Algunos hijos y nietos de aquellos gorilas fusiladores se alarman hoy cuando la militancia opositora, indignada por las medidas del gobierno de Macri, lo acusan de dicatdura. En aquel tiempo secuestraron el cadáver de Evita que estaba en la CGT y calificaron de "tirano prófugo" a Perón, denunciando que se había marchado con una fortuna. 18 años más tarde volvió aclamado por las masas. Hoy Cristina es una ex presidenta corrupta que robó al Estado y encima dejó en herencia un país económicamente quebrado.

¡Y ensanchó la grieta!... que tanto preocupa a la Legrand.

El informe encomendado por Aramburu a Prebish en 1955 relataba, entre otras cosas, que el peronismo había provocado una crisis en la agricultura, que la política industrial había sido desacertada, que la crisis energética era producto de la imprevisión y que el transporte era ineficiente.
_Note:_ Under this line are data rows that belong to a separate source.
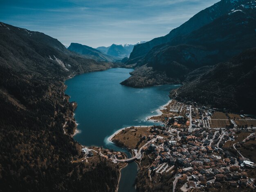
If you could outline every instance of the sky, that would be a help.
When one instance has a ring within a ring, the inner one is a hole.
[[[96,48],[168,34],[220,0],[0,0],[0,21]]]

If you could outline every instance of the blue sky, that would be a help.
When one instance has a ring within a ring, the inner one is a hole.
[[[93,47],[163,36],[219,0],[0,0],[0,21]]]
La herencia recibida justificaba drásticas medidas.

Las soluciones fueron: devaluación para mejorar los precios de los productos agropecuarios, apertura de importaciones y eliminación de créditos a la pequeña industria, congelamiento de los salarios, incorporación al FMI y endeudamiento externo.

Reducción de la intervención del Estado en la economía y llamado a los inversores extranjeros, además de una inserción inteligente en el mundo recomponiendo la amistad con los Estados Unidos que, culpa de la intolerancia peronista, boicoteaba el ingreso de insumos básicos.

Con una redistribución demagógica, el populismo había elevado la participación de los trabajadores en la riqueza nacional que en 1937 era del 10% a un 47% en 1955.

Había que reducir el costo laboral para mejorar la productividad. La organización sindical se convertía en un estorbo. Vía libre para despedir delegados en las fábricas. "Andá a reclamarle a Perón", era la frase revanchista de los patrones. La CGT ha sido y es parte de esa historia, si en verdad quiere seguir representando a la clase trabajadora no podrá conciliar con quienes allá en el '55 nos declararon enemigos.

A la preocupación sincera de la Iglesia, Evita responde que el día en que los oligarcas se hagan pueblo y abandonen su odioso clasismo para integrar la única clase de hombres y mujeres que reconoce el peronismo, ese día seremos todos más buenos y más hermanos. Ese día habremos construido la amistad social auténtica y ya no habrá ni grietas, ni abismos.